Marcelo Emerenciano afirmou que ACM Neto “age de má-fé ou é desinformado” ao tratar da compra de leitos hospitalares como se fosse uma proposta inédita para enfrentar dificuldades na assistência a pacientes graves. A declaração foi feita em reação à defesa, pelo ex-prefeito de Salvador, de maior utilização da rede privada para ampliar o atendimento no sistema estadual.
De acordo com o médico e ex-prefeito de Cocos, a contratação de vagas hospitalares em unidades privadas e filantrópicas já ocorre na Bahia há anos. Ele citou, como dado central, a existência de mais de 3.770 leitos contratados em toda a Bahia desde 2023, número apresentado como parte da estratégia de apoio à rede assistencial.
“O Governo do Estado já compra leitos na rede privada e filantrópica. São mais de 3.770 em toda a Bahia desde 2023”, afirmou Marcelo Emerenciano, ao sustentar que a fala de ACM Neto demonstraria desconhecimento sobre a estrutura de atendimento existente no estado.

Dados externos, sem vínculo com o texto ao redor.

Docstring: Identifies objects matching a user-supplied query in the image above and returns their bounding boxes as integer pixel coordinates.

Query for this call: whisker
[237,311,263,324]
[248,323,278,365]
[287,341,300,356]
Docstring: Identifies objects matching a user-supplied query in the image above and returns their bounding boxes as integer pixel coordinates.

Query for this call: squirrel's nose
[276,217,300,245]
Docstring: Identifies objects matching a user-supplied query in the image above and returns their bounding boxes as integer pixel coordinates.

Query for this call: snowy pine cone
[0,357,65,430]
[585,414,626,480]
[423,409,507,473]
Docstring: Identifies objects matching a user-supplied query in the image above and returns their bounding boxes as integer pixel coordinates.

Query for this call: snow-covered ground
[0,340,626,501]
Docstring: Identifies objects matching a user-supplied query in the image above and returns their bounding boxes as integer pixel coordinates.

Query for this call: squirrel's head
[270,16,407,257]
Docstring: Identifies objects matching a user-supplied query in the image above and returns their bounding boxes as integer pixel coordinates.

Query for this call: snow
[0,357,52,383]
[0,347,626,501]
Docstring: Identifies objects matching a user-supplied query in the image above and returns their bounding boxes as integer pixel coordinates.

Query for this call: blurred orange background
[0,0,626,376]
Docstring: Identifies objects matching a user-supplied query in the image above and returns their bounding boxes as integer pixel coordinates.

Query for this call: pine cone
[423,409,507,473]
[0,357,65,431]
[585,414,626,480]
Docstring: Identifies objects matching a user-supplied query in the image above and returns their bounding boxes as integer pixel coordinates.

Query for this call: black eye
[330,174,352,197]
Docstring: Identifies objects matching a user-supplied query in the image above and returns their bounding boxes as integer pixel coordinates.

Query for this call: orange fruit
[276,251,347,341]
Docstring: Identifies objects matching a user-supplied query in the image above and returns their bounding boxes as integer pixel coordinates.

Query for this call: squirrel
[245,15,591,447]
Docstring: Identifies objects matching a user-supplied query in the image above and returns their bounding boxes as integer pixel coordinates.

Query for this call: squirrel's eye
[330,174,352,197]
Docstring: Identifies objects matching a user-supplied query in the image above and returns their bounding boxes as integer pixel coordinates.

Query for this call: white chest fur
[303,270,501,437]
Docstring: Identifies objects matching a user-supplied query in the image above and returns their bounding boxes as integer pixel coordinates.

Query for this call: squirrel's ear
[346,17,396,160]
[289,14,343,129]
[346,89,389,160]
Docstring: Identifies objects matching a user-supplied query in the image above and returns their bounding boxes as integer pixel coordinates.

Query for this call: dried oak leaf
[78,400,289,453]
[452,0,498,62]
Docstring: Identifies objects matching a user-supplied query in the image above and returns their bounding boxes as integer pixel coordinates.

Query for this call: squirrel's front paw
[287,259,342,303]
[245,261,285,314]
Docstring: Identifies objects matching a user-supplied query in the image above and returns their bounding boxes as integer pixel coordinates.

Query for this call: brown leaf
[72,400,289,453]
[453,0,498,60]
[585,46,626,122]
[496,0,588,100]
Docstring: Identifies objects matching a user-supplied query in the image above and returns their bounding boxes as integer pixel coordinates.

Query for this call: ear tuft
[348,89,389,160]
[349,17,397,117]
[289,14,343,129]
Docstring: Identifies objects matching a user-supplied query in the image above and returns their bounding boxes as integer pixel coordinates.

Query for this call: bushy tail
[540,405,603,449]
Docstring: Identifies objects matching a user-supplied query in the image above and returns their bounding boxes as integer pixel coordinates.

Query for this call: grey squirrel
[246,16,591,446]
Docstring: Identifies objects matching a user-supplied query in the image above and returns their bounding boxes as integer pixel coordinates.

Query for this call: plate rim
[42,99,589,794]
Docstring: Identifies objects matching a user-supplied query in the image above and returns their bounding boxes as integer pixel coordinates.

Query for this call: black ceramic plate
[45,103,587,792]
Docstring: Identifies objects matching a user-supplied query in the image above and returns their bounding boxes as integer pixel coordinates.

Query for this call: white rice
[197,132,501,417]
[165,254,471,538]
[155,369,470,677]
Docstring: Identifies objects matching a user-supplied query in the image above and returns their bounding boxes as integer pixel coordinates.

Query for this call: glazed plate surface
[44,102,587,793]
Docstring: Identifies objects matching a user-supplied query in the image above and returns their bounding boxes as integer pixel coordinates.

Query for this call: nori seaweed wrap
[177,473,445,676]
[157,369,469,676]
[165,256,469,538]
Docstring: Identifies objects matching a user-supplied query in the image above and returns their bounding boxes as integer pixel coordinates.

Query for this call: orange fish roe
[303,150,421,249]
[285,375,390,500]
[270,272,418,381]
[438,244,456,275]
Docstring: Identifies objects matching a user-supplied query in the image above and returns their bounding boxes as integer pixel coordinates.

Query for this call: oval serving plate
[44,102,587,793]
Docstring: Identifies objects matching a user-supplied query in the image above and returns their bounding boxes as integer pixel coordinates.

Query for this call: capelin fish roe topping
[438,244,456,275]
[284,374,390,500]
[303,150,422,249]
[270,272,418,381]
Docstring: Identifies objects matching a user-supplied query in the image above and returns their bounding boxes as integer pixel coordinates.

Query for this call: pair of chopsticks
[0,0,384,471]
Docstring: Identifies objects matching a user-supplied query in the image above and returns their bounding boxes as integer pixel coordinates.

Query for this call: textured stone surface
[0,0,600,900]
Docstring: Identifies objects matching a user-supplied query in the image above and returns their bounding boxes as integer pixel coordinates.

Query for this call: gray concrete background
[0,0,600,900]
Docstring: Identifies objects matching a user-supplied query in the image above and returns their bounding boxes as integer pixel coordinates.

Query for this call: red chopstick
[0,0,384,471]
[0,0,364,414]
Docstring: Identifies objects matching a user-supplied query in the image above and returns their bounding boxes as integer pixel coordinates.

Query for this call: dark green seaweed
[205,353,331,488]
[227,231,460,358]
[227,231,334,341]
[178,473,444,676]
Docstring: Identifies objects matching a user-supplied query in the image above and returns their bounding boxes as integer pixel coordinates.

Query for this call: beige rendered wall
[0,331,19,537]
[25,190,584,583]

Debate ocorre em meio à disputa política sobre filas, regulação e regionalização da assistência
A crítica de Marcelo Emerenciano ocorre em um contexto de intensificação do debate político sobre a saúde pública baiana, especialmente em relação à regulação de pacientes, à oferta de leitos e à capacidade do Estado de garantir atendimento oportuno em casos de maior gravidade.
ACM Neto tem utilizado a área da saúde como uma das principais frentes de crítica à gestão estadual. Ao defender a compra de vagas em hospitais privados, o ex-prefeito busca associar a proposta à necessidade de resposta imediata para pacientes que aguardam transferência ou atendimento especializado.

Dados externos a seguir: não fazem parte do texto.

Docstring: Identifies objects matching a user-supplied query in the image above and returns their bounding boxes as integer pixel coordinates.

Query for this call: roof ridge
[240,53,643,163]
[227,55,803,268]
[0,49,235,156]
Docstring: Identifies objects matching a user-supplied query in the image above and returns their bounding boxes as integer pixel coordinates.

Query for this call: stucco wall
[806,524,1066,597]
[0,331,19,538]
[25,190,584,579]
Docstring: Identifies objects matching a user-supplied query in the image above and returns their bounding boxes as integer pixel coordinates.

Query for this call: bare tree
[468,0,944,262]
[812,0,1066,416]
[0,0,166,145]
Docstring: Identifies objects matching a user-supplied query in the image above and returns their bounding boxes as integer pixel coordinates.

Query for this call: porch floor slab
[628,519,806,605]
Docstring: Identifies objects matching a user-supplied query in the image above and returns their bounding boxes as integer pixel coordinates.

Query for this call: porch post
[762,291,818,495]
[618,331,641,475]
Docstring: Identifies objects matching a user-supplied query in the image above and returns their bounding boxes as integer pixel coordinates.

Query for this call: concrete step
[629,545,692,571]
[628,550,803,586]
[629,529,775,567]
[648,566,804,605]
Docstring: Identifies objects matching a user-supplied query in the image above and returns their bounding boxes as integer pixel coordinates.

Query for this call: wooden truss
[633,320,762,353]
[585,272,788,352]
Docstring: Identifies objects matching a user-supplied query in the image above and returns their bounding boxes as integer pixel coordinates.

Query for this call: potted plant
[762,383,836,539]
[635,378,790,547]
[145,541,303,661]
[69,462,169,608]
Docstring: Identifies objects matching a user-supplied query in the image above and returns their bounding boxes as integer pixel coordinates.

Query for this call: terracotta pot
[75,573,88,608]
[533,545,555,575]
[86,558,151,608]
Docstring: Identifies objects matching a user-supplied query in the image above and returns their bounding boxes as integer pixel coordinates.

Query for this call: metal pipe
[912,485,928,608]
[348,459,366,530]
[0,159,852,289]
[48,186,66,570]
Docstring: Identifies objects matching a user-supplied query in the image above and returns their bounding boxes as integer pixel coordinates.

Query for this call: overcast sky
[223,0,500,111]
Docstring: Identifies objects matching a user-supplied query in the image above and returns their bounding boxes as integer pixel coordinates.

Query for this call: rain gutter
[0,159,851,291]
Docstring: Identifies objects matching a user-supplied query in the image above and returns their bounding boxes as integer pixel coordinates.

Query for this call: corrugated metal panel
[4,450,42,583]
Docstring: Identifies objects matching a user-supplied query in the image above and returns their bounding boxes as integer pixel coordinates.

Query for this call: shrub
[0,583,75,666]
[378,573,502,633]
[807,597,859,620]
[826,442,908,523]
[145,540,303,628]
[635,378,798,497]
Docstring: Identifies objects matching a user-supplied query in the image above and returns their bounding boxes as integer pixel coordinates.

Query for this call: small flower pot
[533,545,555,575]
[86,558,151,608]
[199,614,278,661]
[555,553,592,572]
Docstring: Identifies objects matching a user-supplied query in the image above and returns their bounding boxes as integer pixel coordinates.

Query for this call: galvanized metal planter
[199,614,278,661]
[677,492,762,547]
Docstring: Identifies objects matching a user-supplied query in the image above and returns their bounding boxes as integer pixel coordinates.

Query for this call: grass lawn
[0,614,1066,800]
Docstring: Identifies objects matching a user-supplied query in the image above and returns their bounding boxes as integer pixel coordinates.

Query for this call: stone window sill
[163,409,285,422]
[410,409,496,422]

Emerenciano, por sua vez, argumenta que a formulação apresentada pelo adversário político desconsidera medidas já adotadas pelo Governo da Bahia. Para ele, a discussão não deve se limitar à contratação complementar de leitos, mas considerar o conjunto de investimentos públicos realizados para descentralizar a assistência e reduzir a dependência histórica da capital.
Ex-prefeito de Cocos defende expansão da rede pública e hospitais regionais
Além da contratação de leitos na rede privada e filantrópica, Marcelo Emerenciano destacou a ampliação da rede própria estadual. Segundo ele, o Governo da Bahia teria incorporado mais de 2 mil leitos à estrutura pública, ao mesmo tempo em que avançou na construção, ampliação e modernização de hospitais regionais.

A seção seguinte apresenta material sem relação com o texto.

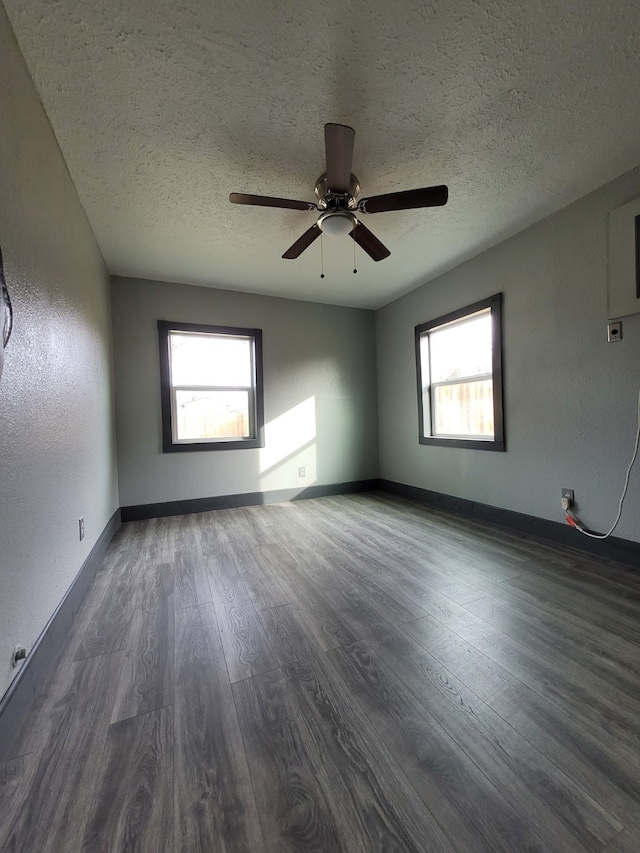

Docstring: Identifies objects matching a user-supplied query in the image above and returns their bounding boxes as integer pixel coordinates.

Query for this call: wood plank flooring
[0,492,640,853]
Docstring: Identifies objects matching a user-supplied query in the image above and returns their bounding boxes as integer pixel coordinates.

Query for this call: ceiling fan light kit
[318,211,358,237]
[229,124,449,261]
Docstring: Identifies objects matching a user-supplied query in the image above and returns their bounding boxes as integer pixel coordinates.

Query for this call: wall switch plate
[607,320,622,343]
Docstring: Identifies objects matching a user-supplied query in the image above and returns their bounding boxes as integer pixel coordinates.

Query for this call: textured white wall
[0,4,118,693]
[112,277,378,506]
[376,169,640,541]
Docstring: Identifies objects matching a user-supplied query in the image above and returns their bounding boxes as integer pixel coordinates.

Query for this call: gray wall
[112,277,378,506]
[0,4,118,694]
[376,165,640,541]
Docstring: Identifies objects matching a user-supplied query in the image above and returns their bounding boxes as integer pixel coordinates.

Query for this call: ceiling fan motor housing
[314,172,360,210]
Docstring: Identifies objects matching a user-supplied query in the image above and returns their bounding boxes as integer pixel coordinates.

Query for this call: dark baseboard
[379,480,640,569]
[121,480,378,521]
[0,509,120,764]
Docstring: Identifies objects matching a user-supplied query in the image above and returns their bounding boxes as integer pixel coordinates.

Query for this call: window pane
[433,379,494,438]
[425,309,492,382]
[175,391,251,441]
[169,332,252,387]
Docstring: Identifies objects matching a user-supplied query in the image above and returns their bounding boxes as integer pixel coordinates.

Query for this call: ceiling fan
[229,124,449,261]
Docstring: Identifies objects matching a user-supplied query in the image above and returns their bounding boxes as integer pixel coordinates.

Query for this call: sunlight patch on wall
[260,396,317,491]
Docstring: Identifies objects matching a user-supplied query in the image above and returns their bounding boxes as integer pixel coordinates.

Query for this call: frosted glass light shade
[318,212,356,237]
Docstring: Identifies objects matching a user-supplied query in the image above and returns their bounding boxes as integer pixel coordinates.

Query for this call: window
[416,293,505,450]
[158,320,264,453]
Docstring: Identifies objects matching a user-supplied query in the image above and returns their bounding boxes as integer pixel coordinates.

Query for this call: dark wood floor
[0,493,640,853]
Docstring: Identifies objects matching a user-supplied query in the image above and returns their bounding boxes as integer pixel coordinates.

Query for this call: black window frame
[415,293,506,451]
[158,320,264,453]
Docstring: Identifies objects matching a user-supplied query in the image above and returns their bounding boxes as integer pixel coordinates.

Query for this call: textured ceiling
[4,0,640,308]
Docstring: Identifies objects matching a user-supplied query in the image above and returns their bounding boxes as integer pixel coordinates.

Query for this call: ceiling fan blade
[282,223,322,261]
[358,184,449,213]
[350,221,391,261]
[324,124,356,193]
[229,193,318,210]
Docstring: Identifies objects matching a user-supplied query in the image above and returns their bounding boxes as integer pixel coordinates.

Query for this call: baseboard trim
[0,509,120,764]
[379,480,640,570]
[121,479,378,521]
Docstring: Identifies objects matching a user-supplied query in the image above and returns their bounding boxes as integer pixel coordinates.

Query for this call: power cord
[565,391,640,539]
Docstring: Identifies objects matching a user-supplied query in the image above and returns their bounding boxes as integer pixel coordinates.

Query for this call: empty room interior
[0,0,640,853]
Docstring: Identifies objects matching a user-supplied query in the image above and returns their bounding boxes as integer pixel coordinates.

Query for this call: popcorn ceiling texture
[4,0,640,307]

O médico também citou as Policlínicas Regionais de Saúde como parte da política de interiorização da assistência. O modelo, implantado por meio de consórcios interfederativos, tem como objetivo ampliar o acesso da população a consultas, exames e especialidades médicas fora dos grandes centros urbanos.
Na avaliação de Emerenciano, essa estratégia teria contribuído para reduzir a necessidade de deslocamentos longos em busca de atendimento em Salvador. Ele afirmou que, nos governos Jaques Wagner, Rui Costa e Jerônimo Rodrigues, a saúde baiana avançou de forma consistente na regionalização dos serviços.
Declaração reforça defesa da continuidade administrativa
Marcelo Emerenciano associou os investimentos atuais a uma linha de continuidade administrativa iniciada em gestões anteriores do PT na Bahia. O argumento central é que a política estadual de saúde teria passado por um processo gradual de expansão, com reforço à rede própria e contratação complementar de serviços.
“Desde os governos Wagner e Rui, e agora com Jerônimo, a saúde da Bahia avançou de forma consistente. Acabou aquela realidade de pacientes viajando centenas de quilômetros e ambulâncias lotando as estradas em busca de atendimento na capital”, declarou.
Na sequência, o pré-candidato afirmou que há diferença entre quem executa políticas públicas e quem apenas critica a gestão.
“Tem quem trabalha, entrega e amplia serviços. E tem quem aparece apenas para criticar sem conhecer a realidade. Neto fala muito e, infelizmente, fala muita besteira”, concluiu.